CORVALLIS, Ore. – Classes begin Monday for Oregon University System schools, and OUS is still trying to reach a contract negotiation with classified staff. With the clock ticking down, the SEIU Local 503 Union is still trying to get its message out.
Members of SEIU 503 picketed Wednesday morning in front of Oregon State University’s Kerr Administration building, saying they will rally every day until a negotiation is reached. The union representing classified staff says if bargaining teams are unable to reach an agreement by Monday, members will strike on all OUS campuses.
The union says 30 percent of classified staff on OUS campuses are making wages qualifying them for food stamps for a family of four. Classified staff – anyone from technicians, library staff, financial aid employees, to public safety officers – say their salaries are not being adjusted to inflation.
“Our contract has been in negotiations since February,” said Gloria O’Brien, SEIU 083 Area Sublocal President for OSU’s campuses. “We’re actually without a contract now, and we want it to be settled.”
The Union says it’s not just about reaching a contract with fair wages.
“It’s about respect,” O’Brien said. “We’re truly hoping that this will get settled before school starts.”
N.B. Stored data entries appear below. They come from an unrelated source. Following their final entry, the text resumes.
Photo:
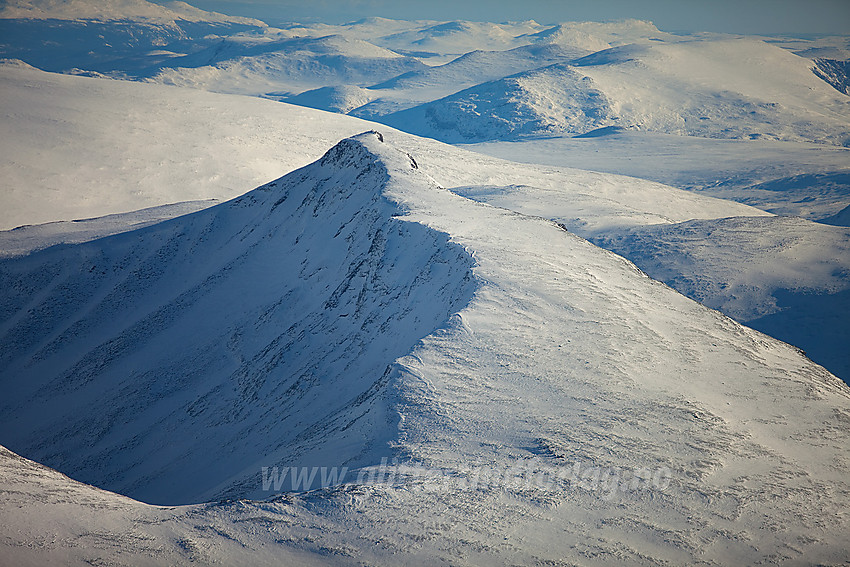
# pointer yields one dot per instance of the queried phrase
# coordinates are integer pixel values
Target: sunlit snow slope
(264, 323)
(298, 341)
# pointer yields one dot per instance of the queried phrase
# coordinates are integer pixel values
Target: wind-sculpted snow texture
(572, 409)
(164, 362)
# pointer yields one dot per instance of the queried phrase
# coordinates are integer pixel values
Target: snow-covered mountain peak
(270, 323)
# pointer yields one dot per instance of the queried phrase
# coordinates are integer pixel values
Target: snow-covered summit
(354, 312)
(297, 296)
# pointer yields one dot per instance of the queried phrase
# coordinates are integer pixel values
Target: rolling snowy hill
(406, 352)
(78, 147)
(516, 417)
(741, 89)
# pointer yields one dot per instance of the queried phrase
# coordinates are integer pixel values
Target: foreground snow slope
(542, 416)
(296, 297)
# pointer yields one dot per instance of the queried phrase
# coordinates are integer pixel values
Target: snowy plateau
(419, 292)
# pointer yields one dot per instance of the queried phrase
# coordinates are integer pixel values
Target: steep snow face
(784, 276)
(836, 73)
(266, 325)
(572, 409)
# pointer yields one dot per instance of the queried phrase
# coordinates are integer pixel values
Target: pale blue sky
(732, 16)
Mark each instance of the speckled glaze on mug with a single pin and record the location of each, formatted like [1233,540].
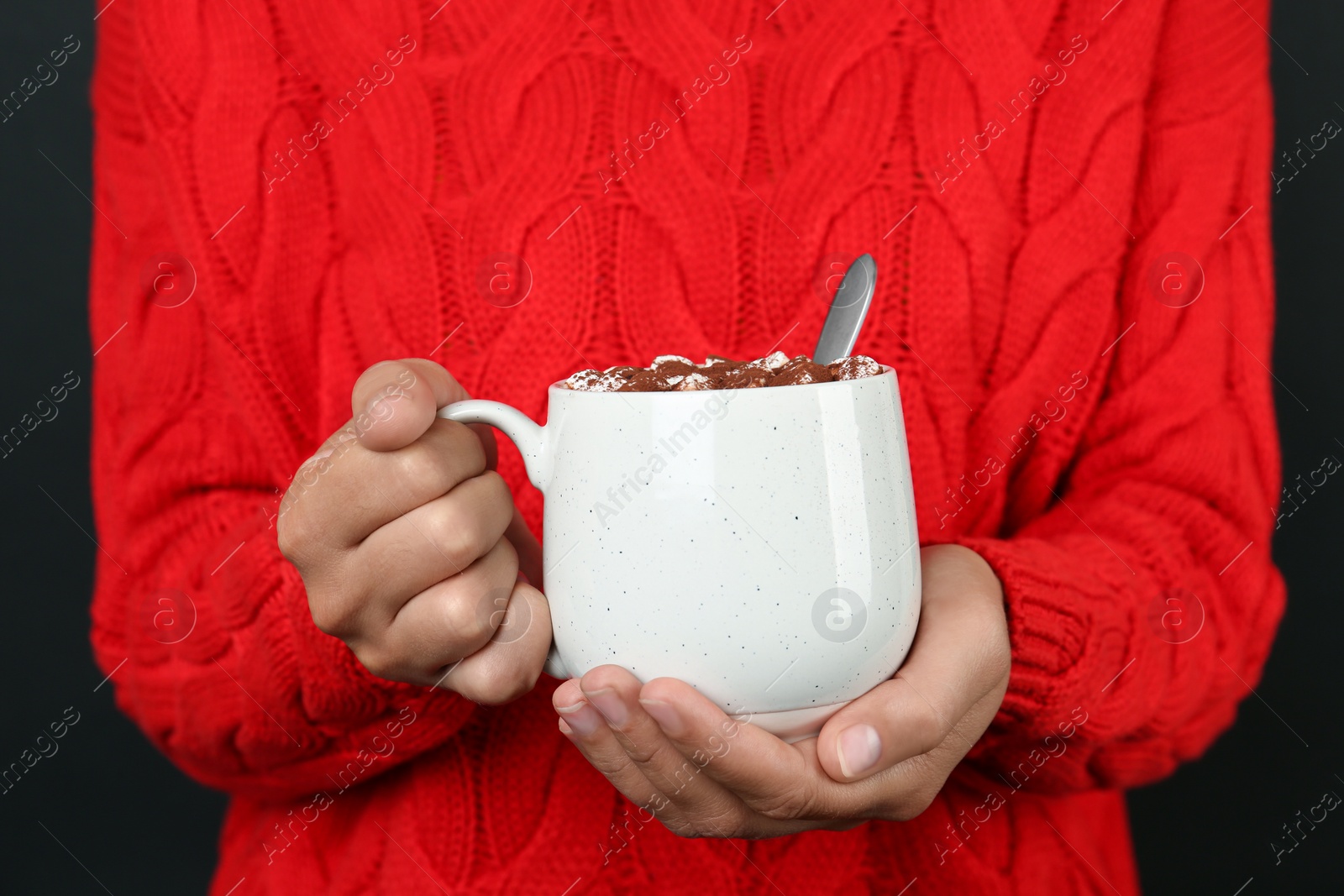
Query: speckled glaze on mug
[759,544]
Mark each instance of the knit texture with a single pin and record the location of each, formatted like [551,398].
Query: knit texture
[1095,445]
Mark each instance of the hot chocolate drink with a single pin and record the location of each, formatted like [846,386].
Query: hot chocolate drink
[676,374]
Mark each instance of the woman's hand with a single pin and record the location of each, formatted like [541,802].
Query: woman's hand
[410,547]
[886,755]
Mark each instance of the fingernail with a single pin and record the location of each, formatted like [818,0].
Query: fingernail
[611,705]
[665,715]
[859,748]
[581,718]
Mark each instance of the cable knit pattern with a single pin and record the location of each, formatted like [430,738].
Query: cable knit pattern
[1014,275]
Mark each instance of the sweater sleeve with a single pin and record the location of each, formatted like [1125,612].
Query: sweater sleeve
[1142,602]
[199,423]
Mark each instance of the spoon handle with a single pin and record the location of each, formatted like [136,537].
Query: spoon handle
[848,309]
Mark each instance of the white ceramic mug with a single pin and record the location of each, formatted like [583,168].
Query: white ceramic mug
[759,544]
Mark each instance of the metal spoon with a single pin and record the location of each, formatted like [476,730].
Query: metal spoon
[847,311]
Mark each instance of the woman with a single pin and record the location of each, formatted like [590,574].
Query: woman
[1068,208]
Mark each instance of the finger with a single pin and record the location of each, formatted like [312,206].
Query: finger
[394,402]
[430,543]
[772,778]
[528,548]
[588,730]
[616,694]
[339,500]
[511,663]
[443,624]
[960,656]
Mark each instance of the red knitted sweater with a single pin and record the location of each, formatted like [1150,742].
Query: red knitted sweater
[1019,168]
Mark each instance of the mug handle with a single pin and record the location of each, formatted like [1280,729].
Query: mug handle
[530,439]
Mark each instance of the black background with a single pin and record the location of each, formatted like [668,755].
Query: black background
[109,813]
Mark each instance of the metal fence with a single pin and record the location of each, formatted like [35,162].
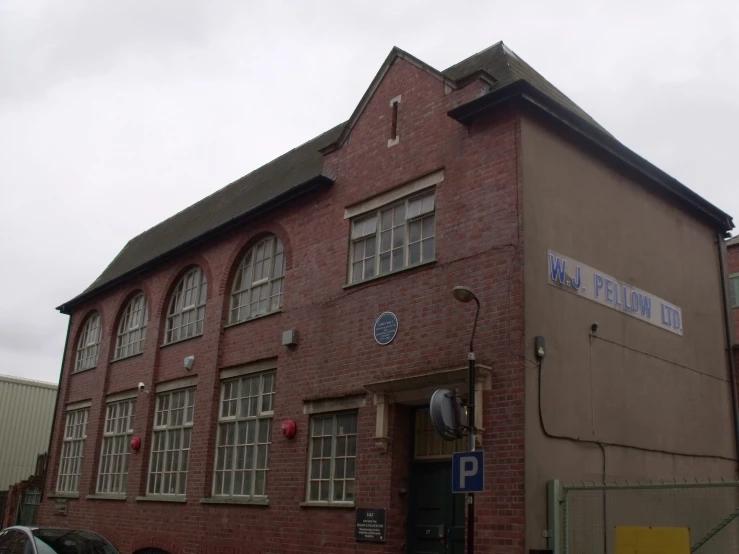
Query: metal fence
[583,518]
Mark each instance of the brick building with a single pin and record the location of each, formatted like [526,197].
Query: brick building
[256,306]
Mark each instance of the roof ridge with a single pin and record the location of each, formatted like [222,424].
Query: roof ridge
[26,381]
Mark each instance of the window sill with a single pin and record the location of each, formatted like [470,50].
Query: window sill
[181,498]
[126,357]
[64,495]
[180,340]
[262,501]
[252,319]
[105,497]
[83,370]
[386,275]
[345,505]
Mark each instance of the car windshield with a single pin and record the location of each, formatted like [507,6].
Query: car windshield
[65,541]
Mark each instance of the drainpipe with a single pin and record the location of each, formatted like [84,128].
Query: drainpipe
[56,408]
[729,339]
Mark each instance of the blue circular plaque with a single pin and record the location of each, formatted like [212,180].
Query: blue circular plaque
[386,327]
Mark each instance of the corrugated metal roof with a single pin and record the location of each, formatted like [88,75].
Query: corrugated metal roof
[26,413]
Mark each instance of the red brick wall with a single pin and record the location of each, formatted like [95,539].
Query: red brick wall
[478,245]
[733,264]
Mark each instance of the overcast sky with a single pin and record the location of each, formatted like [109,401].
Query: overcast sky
[115,115]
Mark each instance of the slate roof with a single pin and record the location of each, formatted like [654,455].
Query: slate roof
[292,172]
[506,67]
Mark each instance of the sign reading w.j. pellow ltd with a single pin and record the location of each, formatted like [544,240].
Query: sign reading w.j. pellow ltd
[583,280]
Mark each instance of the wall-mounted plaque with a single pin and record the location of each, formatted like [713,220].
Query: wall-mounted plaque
[386,327]
[370,525]
[60,506]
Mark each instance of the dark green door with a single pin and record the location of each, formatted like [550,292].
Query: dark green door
[436,516]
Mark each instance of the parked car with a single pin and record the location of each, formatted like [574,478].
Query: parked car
[50,540]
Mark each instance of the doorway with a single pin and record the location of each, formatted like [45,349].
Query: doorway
[435,515]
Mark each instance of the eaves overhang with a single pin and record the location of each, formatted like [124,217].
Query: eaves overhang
[536,102]
[319,182]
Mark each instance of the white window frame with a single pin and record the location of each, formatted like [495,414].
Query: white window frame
[185,321]
[88,344]
[115,448]
[132,328]
[734,290]
[368,234]
[73,451]
[250,417]
[347,460]
[171,443]
[269,286]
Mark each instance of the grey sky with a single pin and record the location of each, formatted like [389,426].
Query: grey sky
[115,115]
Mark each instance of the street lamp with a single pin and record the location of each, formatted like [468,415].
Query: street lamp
[465,294]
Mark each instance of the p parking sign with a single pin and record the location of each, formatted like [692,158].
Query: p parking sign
[468,469]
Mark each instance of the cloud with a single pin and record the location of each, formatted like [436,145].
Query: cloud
[114,116]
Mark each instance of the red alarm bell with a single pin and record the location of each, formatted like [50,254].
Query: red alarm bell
[288,428]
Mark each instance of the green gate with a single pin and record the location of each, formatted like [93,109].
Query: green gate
[583,517]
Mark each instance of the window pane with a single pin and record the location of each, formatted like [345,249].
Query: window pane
[415,231]
[251,437]
[414,253]
[399,215]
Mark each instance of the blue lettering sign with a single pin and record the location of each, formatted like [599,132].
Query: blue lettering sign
[609,291]
[598,285]
[577,280]
[646,306]
[558,267]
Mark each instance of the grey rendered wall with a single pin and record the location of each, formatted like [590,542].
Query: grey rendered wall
[581,208]
[26,410]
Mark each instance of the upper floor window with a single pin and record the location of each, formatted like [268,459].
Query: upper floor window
[115,449]
[132,329]
[88,344]
[734,290]
[258,284]
[73,450]
[170,446]
[244,436]
[396,236]
[187,307]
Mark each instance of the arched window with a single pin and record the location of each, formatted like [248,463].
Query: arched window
[187,307]
[258,284]
[132,329]
[88,344]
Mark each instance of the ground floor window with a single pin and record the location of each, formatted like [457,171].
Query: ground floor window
[332,458]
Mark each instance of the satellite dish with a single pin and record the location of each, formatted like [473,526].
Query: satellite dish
[445,409]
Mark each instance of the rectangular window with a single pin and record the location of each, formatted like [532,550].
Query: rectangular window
[113,472]
[73,450]
[734,290]
[395,237]
[170,446]
[332,458]
[244,436]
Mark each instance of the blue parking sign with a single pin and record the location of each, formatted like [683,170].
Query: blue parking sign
[468,469]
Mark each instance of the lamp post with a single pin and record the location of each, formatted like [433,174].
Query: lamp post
[465,294]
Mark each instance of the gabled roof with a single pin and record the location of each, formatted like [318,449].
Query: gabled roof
[295,172]
[301,170]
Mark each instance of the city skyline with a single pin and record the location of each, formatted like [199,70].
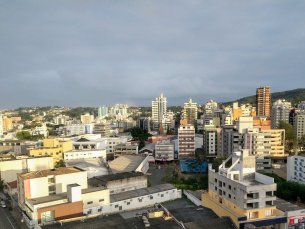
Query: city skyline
[94,53]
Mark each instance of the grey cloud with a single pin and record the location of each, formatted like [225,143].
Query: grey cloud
[90,53]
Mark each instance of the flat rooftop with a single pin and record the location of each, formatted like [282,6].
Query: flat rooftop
[61,196]
[49,172]
[103,180]
[126,163]
[140,192]
[285,205]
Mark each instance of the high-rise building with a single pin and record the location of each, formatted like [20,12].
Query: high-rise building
[190,112]
[159,111]
[299,125]
[242,193]
[186,140]
[263,101]
[279,111]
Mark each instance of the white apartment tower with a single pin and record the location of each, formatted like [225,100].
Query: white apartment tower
[159,110]
[279,111]
[186,140]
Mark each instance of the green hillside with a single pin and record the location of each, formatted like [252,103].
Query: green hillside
[293,96]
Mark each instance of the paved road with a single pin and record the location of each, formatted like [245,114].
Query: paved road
[6,220]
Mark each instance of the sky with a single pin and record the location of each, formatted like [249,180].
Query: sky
[93,53]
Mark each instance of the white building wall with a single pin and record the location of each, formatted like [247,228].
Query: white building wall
[61,181]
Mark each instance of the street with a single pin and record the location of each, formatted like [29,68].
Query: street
[6,220]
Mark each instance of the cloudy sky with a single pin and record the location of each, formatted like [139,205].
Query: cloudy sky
[92,53]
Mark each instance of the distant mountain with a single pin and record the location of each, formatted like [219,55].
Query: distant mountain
[293,96]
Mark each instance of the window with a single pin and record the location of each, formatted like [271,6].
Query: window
[268,213]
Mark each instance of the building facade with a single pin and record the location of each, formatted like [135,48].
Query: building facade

The Coalition of Graduate Employees, the labor union representing graduate teachers and research assistants at OSU, says it is in support of SEIU 503’s demands.
“We feel like they’ve been treated really badly in negotiations and they’ve really borne the brunt of budget cuts for a long time,” said Ashley Bromley, CGE’s Organizer. “People who are working full time at OSU and other OUS campuses shouldn’t be making poverty wages considering the important work they do.”
OUS says it wants to reach an agreement that protects the economic sustainability of all seven of its campuses and the affordability for students. But OUS also says it is committed to a settlement that recognizes the need for fair compensations.
SEIU 503’s picket on Wednesday happened while many of OSU’s incoming freshmen were moving in to the residence halls. But the University says the pickets aren’t disruptive.
“It’s a matter of free speech, and we respect folks’ rights to provide their viewpoints on matters, including negotiations,” said Steve Clark, the Vice President for OSU Marketing and Relations.
Clark says regardless of a potential strike, classes will still start on Monday as planned.